What happens when you talk about young adults and money in the same post? It makes for lots of traffic. Just about every church I work with in my consulting role is interested in getting strategic about reaching young families. Maybe that’s why this article grabbed your attention. It became the #3 most popular post in 2012.
Saw this report earlier this week from The Millennial Impact project. It identifies several trends with Millennials that should raise concerns and more conversation among church leaders. Here are some specific examples:
- About twice as many people are willing to volunteer if a peer invites them, but the church is still relying on events (like Sunday services) to encourage serving. In fact, 81 percent of Millennials prefer to be invited by a friend while only 43 percent would prefer to be invited through an event. Instead of encouraging people to tap the shoulders of their friends, we’re still relying on platform announcements and bulletin ads to fill volunteer roles.

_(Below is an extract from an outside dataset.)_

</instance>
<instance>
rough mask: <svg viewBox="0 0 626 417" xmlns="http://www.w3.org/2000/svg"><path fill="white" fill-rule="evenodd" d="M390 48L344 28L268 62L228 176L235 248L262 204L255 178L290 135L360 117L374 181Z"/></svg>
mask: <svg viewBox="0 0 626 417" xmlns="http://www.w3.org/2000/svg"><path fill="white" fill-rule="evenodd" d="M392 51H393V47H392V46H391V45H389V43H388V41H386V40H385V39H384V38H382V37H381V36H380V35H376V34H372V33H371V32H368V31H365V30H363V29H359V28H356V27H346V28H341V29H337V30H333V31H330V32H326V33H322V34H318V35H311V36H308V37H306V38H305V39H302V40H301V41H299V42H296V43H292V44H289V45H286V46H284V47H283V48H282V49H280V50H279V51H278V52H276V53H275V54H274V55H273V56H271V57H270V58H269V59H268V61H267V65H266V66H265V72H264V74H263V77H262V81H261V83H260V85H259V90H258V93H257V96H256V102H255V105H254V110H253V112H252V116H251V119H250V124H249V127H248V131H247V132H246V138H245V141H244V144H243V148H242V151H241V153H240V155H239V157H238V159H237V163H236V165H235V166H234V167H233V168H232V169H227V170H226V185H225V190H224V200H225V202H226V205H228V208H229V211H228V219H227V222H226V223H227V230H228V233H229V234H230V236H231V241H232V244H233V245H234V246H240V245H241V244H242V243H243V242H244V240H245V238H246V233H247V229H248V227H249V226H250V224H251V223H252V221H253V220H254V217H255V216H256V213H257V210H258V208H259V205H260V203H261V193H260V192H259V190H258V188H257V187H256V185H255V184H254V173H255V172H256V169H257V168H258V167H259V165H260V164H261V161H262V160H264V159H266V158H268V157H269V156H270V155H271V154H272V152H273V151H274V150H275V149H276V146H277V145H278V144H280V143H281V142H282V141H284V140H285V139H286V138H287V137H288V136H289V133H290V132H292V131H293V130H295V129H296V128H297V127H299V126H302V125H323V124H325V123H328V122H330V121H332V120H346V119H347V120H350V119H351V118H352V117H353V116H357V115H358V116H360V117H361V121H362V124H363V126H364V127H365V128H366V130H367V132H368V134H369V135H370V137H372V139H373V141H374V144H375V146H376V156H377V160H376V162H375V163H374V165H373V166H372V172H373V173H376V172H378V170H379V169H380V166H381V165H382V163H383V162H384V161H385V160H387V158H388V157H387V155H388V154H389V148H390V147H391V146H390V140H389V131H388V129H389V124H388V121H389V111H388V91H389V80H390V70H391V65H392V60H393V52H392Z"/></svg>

- Far more Millennials prefer to give online, but in the church we primarily focus on giving in-person. Less than half of Millennials prefer to give in-person while 70 percent prefer online. Do you have an intentional, ongoing strategy to encourage online giving? If not, you’re probably not engaging adults ages 20 to 35.
- The number one reason Millennials have never given to a non-profit using their smartphones is because they’ve never been asked. Most churches, of course, have never even considered asking for donations using smartphones. We’re still discouraging people from using their phones in services, rather than acknowledging that most people have smartphones and tablets with them for Bible reading, giving, note taking, etc. We are still handing out paper bulletins and assuming people will write a check.